Frannie Collin

Personal information
- Full name: Francis John Patrick Collin
- Date of birth: 20 April 1987 (age 39)
- Place of birth: Chatham, England
- Position: Forward

Team information
- Current team: Faversham Town

Senior career*
- Years: Team / Apps / (Gls)
- 2005–2007: Gillingham / 9 / (1)
- 2007–2010: Dover Athletic
- 2010–2013: Tonbridge Angels
- 2013–2016: Maidstone United
- 2016: Leatherhead
- 2016–2017: Hastings United
- 2017–2019: Margate
- 2019–2021: Hythe Town / 41 / (12)
- 2022: Ashford United / 18 / (3)
- 2022–2024: Hythe Town / 66 / (14)
- 2024–: Faversham Town / 38 / (3)

Managerial career
- 2026: Faversham Town (caretaker)

= Francis Collin =

English footballer

Francis John Patrick Collin (born 20 April 1987) is an English professional footballer who plays as a striker for Faversham Town.

== Career ==
Collin is a former England Schoolboy under 18 international. After having trials with various clubs during his youth, including Crystal Palace and Aston Villa, he eventually signed professionally for Gillingham. He made his debut for the first team with a goal in Gillingham's 2–0 win over Crawley Town in the Football League Trophy first round. In October 2005 he signed his first professional contract with the club and scored his first league goal against Hartlepool United in a 3–1 defeat on 1 November 2005.

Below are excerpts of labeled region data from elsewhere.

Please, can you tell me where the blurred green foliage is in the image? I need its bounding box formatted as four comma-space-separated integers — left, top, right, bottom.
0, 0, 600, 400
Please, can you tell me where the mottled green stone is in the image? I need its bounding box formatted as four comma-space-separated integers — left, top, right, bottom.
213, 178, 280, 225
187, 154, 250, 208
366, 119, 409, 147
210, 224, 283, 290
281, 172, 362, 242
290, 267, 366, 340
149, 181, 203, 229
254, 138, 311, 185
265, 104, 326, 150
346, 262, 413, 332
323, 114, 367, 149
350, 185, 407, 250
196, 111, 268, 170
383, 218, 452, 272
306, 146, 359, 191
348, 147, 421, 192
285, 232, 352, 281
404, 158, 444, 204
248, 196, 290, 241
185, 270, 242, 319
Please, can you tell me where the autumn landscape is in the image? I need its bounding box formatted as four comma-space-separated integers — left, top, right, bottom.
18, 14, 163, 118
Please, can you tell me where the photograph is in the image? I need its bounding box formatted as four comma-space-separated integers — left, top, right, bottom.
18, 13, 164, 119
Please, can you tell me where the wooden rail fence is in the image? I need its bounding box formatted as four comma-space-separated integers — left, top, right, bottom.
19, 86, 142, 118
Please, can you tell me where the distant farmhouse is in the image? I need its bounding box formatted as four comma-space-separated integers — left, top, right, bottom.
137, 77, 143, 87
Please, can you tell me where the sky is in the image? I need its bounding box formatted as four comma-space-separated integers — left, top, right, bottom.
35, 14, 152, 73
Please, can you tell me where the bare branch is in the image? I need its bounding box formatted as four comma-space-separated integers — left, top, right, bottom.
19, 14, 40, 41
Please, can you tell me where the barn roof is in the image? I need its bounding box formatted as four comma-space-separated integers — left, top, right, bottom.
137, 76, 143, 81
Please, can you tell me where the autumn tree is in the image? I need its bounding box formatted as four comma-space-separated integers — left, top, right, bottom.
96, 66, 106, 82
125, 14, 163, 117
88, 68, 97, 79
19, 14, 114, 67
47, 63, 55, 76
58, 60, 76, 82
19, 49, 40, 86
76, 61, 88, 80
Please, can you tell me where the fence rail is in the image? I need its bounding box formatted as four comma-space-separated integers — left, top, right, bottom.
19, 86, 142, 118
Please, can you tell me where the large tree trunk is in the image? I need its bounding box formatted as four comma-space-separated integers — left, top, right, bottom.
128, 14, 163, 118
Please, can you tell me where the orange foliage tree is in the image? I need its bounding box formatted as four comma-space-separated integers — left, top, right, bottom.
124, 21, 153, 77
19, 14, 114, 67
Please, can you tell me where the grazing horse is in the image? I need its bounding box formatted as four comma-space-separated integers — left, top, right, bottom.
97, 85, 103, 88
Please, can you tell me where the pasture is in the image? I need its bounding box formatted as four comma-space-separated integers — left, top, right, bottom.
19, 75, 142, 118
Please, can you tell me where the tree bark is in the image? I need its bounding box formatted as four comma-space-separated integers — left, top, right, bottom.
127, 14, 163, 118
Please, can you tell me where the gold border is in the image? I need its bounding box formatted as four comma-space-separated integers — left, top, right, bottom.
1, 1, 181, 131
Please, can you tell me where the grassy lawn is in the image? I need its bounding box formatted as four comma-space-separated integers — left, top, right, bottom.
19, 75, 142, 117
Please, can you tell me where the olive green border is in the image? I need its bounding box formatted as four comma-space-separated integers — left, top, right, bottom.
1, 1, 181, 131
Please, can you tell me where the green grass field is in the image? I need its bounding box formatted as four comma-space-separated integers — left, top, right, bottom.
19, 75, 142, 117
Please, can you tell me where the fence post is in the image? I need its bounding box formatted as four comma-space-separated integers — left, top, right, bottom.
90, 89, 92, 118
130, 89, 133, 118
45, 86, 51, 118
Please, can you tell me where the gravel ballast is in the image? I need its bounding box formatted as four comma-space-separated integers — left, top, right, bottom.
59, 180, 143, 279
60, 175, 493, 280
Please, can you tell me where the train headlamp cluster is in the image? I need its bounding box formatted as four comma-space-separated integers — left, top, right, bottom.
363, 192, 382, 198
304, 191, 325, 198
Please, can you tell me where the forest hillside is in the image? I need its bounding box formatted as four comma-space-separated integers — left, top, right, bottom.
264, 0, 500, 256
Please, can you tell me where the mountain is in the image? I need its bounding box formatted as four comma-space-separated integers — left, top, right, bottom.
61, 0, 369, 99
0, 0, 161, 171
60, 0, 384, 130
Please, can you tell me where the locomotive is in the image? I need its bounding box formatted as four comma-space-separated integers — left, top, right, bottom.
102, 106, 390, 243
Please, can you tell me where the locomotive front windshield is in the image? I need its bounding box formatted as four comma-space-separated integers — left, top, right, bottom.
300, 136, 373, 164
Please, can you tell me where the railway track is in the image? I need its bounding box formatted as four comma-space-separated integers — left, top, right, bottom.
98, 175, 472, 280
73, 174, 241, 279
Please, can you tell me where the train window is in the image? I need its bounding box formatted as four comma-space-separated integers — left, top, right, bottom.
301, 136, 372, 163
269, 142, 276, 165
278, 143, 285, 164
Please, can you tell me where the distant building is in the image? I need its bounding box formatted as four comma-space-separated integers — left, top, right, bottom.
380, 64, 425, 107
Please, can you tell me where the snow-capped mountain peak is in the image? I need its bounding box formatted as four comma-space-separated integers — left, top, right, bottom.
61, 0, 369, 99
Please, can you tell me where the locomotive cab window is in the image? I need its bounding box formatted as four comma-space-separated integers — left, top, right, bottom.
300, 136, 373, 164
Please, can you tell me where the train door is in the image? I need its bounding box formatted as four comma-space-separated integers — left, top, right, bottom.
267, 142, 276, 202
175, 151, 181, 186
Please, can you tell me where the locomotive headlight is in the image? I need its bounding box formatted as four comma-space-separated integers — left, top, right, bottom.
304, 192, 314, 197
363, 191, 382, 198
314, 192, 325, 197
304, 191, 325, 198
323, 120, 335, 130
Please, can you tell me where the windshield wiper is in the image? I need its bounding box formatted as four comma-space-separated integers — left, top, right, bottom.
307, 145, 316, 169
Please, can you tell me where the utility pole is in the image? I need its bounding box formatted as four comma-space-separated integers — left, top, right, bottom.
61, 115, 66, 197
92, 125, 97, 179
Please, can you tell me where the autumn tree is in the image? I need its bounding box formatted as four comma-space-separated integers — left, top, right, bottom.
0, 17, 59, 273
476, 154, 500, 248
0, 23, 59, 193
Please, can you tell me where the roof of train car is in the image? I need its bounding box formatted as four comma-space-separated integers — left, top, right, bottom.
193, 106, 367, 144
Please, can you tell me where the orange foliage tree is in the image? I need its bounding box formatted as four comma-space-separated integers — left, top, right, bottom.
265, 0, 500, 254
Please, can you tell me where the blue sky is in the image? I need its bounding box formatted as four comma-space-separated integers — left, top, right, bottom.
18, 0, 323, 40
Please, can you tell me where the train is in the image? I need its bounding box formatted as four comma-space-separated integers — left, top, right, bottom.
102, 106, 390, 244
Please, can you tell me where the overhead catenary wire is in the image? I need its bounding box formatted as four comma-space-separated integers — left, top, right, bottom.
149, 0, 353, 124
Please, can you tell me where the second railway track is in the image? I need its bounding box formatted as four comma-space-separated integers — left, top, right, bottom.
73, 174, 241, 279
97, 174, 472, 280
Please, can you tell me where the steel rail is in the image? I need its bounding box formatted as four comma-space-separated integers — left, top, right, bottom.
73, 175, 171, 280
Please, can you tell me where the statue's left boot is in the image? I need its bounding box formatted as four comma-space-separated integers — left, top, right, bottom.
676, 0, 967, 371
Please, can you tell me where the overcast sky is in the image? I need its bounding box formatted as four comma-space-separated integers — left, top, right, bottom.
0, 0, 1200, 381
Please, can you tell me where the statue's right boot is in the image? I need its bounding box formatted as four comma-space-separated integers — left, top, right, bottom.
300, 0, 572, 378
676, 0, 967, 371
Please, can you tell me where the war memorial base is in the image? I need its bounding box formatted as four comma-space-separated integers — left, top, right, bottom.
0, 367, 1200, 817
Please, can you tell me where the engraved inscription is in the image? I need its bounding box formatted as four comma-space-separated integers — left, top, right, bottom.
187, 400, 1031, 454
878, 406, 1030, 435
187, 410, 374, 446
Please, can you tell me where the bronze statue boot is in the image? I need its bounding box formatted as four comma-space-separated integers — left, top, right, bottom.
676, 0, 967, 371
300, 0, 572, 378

Collin found first team opportunities at Gillingham limited and most of his appearances came as a substitute. Collin's spell at Priestfield was ended when Gillingham released him in May 2007. He was subsequently signed by former Gillingham boss Andy Hessenthaler at Dover Athletic in June 2007, and signed a new one-year contract in May 2008. The following season saw Dover Athletic clinch the Isthmian League Premier Division title with the help of Collin's 21 goals and he extended his stay at Dover in May 2009 by signing another contract with the Kent club. He left the club at the end of the 2009–10 season to join Tonbridge Angels.

In his first season with Tonbridge, Collin bagged 21 goals in all competitions from 43 appearances, with 16 coming from 40 appearances in the league. He was named Tonbridge Angels player of the year for the 2011–12 season and won the Golden Boot for the Conference South in the same season with 29 league goals.

In the 2013 close-season, Collin announced he was leaving Tonbridge Angels after three years at the club. After much speculation, which saw the player linked with Conference South clubs Sutton United, Whitehawk and Dover Athletic, Collin signed for Maidstone United, who had just been promoted to the Isthmian League Premier Division.

On 7 January 2022, he signed for Isthmian League South East Division side Ashford United, having been without a club for over a month following his departure as player/coach for divisional rivals Hythe Town.

In June 2022, Collin returned to Hythe Town in the role of player-coach.

In June 2024, Collin joined Southern Counties East Premier Division side Faversham Town. In December 2025, he joined the coaching team as player/coach In April 2026, he was appointed caretaker manager for the remainder of the season following the sacking of Tommy Warrilow.